- Born: October 5, 1958 (age 67) Incheon, South Korea
- Education: University of Southern California (BA); International Institute for Management Development (MBA);
- Occupation: Chairman of Meritz Financial Group
- Father: Cho Choong-hoon

Korean name
- Hangul: 조정호
- Hanja: 趙正鎬
- RR: Jo Jeongho
- MR: Cho Chŏngho

= Cho Jung-ho =

South Korean billionaire (born 1958)

Cho Jung-ho (born October 5, 1958) is a South Korean businessman and chairman of Meritz Financial Group. He is among the richest people in South Korea, with Forbes giving his net worth in December 2024 as US$6.8 billion and ranking him the fourth richest person in the country.

== Biography ==
Cho was born on October 5, 1958, in Incheon, South Korea as the fourth and youngest son of magnate Cho Choong-hoon, founder of the conglomerate Hanjin. He attended high school in Boston, United States and graduated with a bachelor's degree in economics from the University of Southern California. He received a Master of Business Administration degree from the International Institute for Management Development in Switzerland.

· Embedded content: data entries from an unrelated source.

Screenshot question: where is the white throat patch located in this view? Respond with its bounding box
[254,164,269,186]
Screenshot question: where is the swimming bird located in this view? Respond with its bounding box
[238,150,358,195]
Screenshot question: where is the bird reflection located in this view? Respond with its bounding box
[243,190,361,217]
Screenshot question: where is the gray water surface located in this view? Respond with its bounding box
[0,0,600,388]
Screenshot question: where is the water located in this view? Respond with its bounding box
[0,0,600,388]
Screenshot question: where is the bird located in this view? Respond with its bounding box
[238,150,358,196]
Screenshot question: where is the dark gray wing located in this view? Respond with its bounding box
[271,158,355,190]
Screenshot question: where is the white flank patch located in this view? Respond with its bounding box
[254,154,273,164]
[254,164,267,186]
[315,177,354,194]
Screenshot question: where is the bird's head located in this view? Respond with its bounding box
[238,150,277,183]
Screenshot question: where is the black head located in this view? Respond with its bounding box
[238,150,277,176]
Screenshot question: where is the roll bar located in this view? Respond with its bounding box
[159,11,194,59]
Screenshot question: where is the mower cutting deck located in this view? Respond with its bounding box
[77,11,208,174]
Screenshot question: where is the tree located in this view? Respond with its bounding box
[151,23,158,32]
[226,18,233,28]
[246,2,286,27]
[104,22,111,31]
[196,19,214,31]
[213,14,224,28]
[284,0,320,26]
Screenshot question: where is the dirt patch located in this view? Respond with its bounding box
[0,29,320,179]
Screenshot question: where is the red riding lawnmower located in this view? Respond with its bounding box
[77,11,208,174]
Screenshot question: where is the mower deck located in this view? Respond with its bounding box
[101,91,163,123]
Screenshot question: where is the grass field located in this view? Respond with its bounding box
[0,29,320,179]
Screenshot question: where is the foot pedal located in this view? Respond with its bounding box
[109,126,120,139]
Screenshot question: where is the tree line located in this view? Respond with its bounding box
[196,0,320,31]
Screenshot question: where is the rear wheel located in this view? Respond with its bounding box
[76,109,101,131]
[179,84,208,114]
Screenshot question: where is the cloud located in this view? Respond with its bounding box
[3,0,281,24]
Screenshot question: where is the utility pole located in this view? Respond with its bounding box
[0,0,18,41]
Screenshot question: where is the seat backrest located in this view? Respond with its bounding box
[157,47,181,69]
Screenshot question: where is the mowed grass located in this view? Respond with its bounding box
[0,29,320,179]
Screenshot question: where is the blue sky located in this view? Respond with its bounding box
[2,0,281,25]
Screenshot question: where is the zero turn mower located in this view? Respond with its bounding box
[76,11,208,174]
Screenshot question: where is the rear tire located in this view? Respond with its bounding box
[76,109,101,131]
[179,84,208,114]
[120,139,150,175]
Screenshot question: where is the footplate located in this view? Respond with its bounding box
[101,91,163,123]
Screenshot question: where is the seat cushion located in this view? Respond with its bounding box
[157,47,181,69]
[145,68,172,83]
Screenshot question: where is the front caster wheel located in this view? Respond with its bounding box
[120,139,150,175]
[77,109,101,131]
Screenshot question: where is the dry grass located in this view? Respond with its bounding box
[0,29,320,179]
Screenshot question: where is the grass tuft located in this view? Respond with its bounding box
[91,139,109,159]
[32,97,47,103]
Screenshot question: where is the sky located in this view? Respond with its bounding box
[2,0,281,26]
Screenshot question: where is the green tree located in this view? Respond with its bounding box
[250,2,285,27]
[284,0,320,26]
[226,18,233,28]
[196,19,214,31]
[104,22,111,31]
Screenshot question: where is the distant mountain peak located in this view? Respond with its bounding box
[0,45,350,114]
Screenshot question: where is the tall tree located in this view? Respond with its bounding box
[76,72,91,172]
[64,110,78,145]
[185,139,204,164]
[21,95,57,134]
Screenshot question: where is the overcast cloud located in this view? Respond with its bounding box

He worked at Korean Air as a manager in its European headquarters, then moved to Hanil Securities. In 1989, he became a director at Hanjin Investment & Securities. In 2005, he broke the company off of Hanjin and renamed it Meritz, and became its chairman. The company reportedly rapidly grew thereafter.

He has announced that he had no intention of passing the company onto his children.